Hi, everyone. I've been using PostgreSQL for a decade, and it hasn't
failed me yet. But I've been having some serious performance problems
on a database that I've been using in my grad-school research group, and
it's clear that I need help from some more experienced hands.
Basically, we've collected large amounts of data from students who used
our chemistry simulation software. That data, collected in XML logfiles
and then imported into a normalized set of PostgreSQL tables, keeps
track of every action the student took, as well as what the chemistry
simulation was doing. So if the number of molecules changes, we keep
track of that. If the user changes the color representation of the
molecules, we keep track of that, too.

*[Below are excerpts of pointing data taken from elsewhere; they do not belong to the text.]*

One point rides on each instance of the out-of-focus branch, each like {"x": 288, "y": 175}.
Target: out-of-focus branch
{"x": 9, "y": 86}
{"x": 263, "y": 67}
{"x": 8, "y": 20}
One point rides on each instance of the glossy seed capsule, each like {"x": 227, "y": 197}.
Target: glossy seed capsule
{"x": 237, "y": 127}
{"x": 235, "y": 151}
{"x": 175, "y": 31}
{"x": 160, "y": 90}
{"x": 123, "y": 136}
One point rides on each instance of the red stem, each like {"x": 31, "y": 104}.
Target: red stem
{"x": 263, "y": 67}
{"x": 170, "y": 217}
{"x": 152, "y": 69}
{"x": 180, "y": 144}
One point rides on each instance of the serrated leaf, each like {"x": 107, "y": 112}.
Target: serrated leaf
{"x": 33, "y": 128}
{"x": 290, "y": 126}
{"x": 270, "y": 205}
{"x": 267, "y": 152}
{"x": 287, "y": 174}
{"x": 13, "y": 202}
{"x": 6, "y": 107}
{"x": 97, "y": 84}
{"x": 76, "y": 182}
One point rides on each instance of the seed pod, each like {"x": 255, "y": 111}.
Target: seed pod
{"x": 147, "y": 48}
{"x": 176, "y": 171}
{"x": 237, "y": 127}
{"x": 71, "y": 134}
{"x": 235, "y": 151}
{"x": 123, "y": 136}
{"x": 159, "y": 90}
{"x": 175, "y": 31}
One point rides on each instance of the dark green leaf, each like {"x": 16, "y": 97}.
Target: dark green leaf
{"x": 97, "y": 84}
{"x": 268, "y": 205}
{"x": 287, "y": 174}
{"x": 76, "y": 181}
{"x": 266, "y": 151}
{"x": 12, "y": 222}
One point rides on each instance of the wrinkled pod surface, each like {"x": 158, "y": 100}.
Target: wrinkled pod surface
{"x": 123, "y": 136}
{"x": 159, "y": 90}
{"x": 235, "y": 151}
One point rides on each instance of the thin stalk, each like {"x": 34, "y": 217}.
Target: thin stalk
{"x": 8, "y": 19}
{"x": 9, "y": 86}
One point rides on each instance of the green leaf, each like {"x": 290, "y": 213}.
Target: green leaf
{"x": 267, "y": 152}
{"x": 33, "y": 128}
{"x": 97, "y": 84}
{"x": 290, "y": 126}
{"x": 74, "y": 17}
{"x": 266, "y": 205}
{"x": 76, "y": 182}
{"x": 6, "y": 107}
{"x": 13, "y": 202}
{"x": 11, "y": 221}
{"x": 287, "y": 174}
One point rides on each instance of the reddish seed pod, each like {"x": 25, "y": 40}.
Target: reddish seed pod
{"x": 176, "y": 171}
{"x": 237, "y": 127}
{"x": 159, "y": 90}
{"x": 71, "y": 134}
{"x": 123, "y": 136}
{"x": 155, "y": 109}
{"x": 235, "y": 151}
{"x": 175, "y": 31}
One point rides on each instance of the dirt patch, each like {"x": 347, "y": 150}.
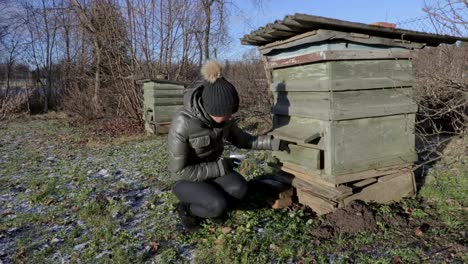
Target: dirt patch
{"x": 354, "y": 218}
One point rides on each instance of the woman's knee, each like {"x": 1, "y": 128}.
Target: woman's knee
{"x": 216, "y": 207}
{"x": 234, "y": 184}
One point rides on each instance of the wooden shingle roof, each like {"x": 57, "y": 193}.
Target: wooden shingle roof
{"x": 300, "y": 23}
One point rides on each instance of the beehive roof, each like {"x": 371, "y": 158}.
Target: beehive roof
{"x": 300, "y": 23}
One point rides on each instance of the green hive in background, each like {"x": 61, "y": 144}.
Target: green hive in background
{"x": 344, "y": 101}
{"x": 161, "y": 98}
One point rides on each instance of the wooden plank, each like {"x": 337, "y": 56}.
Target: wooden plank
{"x": 369, "y": 68}
{"x": 322, "y": 56}
{"x": 320, "y": 85}
{"x": 292, "y": 169}
{"x": 317, "y": 204}
{"x": 369, "y": 174}
{"x": 291, "y": 39}
{"x": 365, "y": 182}
{"x": 296, "y": 133}
{"x": 394, "y": 175}
{"x": 345, "y": 104}
{"x": 335, "y": 45}
{"x": 307, "y": 157}
{"x": 371, "y": 143}
{"x": 334, "y": 70}
{"x": 325, "y": 35}
{"x": 384, "y": 192}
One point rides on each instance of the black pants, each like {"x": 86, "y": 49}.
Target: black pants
{"x": 209, "y": 199}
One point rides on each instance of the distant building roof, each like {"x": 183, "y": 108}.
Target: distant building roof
{"x": 300, "y": 23}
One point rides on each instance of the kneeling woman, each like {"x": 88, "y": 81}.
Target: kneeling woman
{"x": 206, "y": 181}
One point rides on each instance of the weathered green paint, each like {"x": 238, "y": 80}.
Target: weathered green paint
{"x": 303, "y": 156}
{"x": 397, "y": 70}
{"x": 369, "y": 143}
{"x": 332, "y": 45}
{"x": 161, "y": 100}
{"x": 345, "y": 104}
{"x": 354, "y": 145}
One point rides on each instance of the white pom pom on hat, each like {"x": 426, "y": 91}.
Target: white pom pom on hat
{"x": 219, "y": 96}
{"x": 211, "y": 71}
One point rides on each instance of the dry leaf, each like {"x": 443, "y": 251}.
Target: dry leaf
{"x": 226, "y": 230}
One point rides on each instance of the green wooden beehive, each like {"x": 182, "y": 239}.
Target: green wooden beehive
{"x": 343, "y": 94}
{"x": 161, "y": 98}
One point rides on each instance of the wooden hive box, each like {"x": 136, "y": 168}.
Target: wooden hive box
{"x": 343, "y": 99}
{"x": 161, "y": 98}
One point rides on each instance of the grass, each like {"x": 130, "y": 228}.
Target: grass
{"x": 104, "y": 200}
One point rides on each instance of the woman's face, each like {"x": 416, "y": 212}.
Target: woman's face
{"x": 220, "y": 119}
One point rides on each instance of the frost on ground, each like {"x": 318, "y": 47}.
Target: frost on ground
{"x": 67, "y": 195}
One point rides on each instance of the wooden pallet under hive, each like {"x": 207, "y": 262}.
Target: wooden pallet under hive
{"x": 324, "y": 196}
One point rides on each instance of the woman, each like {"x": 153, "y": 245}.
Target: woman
{"x": 206, "y": 181}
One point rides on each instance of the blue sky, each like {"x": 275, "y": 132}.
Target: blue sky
{"x": 246, "y": 17}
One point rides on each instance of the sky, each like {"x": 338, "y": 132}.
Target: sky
{"x": 245, "y": 17}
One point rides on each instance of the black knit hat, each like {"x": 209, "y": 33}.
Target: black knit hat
{"x": 219, "y": 96}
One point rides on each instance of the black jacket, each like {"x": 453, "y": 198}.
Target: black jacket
{"x": 196, "y": 141}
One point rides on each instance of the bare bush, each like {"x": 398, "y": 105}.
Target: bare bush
{"x": 442, "y": 89}
{"x": 12, "y": 103}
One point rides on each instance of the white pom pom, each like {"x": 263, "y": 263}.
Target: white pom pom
{"x": 211, "y": 71}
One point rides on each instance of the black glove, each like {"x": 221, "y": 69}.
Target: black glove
{"x": 227, "y": 165}
{"x": 279, "y": 145}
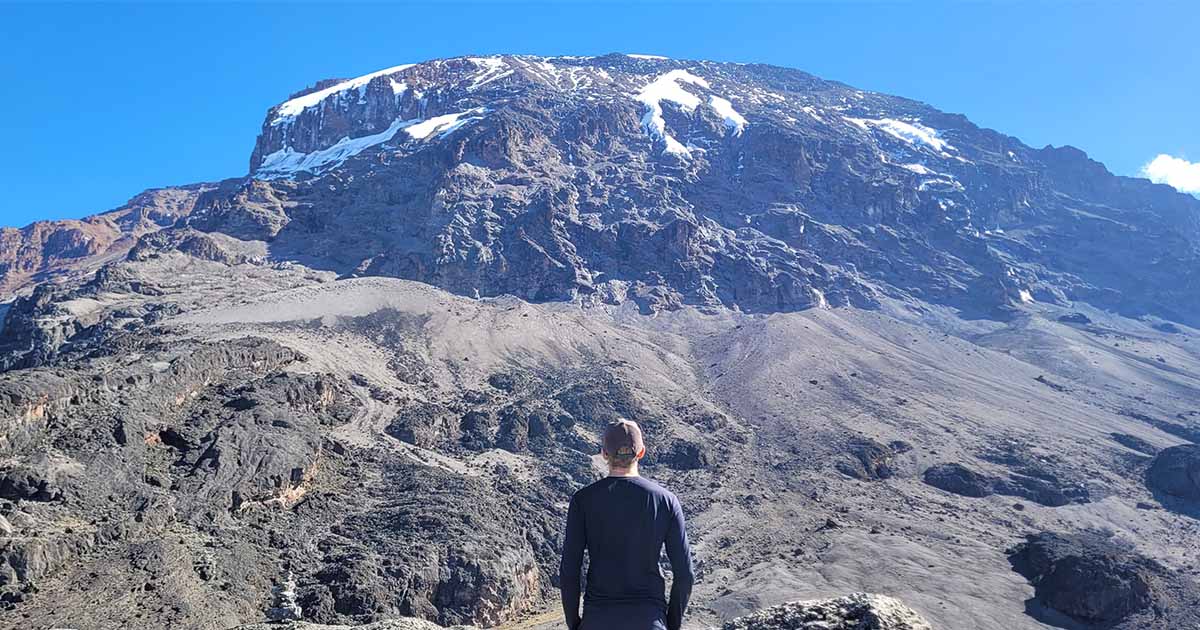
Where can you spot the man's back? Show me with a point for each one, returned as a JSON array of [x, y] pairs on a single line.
[[624, 523]]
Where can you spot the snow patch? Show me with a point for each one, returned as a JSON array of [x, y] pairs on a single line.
[[912, 133], [493, 69], [287, 162], [667, 88], [443, 125], [918, 169], [289, 109], [733, 120]]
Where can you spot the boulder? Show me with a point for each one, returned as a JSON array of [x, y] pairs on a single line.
[[1103, 581]]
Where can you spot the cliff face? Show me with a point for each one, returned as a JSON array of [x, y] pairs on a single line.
[[46, 250]]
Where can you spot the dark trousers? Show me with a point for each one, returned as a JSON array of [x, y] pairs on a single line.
[[624, 617]]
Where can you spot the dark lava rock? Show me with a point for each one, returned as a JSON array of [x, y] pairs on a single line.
[[1176, 472], [1102, 581], [683, 455], [870, 461]]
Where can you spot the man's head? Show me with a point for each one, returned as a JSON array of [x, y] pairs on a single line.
[[623, 444]]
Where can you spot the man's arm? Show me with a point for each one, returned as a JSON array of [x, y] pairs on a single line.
[[571, 564], [681, 568]]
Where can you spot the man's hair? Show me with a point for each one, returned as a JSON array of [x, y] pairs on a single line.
[[623, 442]]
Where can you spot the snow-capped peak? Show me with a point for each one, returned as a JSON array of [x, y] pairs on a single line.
[[293, 108]]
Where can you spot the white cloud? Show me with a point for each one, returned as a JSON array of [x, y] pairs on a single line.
[[1176, 172]]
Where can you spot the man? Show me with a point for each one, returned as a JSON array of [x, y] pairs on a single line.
[[624, 521]]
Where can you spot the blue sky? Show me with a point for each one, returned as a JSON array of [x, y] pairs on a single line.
[[103, 101]]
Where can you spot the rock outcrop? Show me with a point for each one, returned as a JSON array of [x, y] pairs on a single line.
[[859, 611], [1176, 472], [1102, 581]]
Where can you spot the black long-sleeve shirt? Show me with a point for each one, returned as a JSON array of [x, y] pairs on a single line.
[[624, 522]]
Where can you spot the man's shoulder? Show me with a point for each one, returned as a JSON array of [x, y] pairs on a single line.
[[648, 485]]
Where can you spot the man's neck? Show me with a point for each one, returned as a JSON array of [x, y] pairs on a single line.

There is a timestamp
(unfortunately, with one-second resolution) associated with each
action. The simulations take place in several different activities,
each of which has a set of sections and nodes through which the user passes.
We're trying to look for patterns in this data, which means that we're
heading into the worlds of data warehousing and data mining. These are
relatively new topics for me, although I'm trying to get up to speed on
them. (The patterns for which we're searching have already been
determined. So we're trying to describe particular patterns, rather
than simply let data-mining software go wild and find correlations.)
My first plan was to create a single fact table (which I called
"transactions"), with foreign keys to various other relevant tables, and
pre-computed data that I would need in my calculations. I then figured
that I would write some queries, in a combination of Perl, Pl/PgSQL, and
straight SQL, to tag particular rows has being in a pattern (or not).
Once I've tagged the rows that are in the pattern, I can retrieve them
with a SQL query, and hand them off to the researcher analyzing them.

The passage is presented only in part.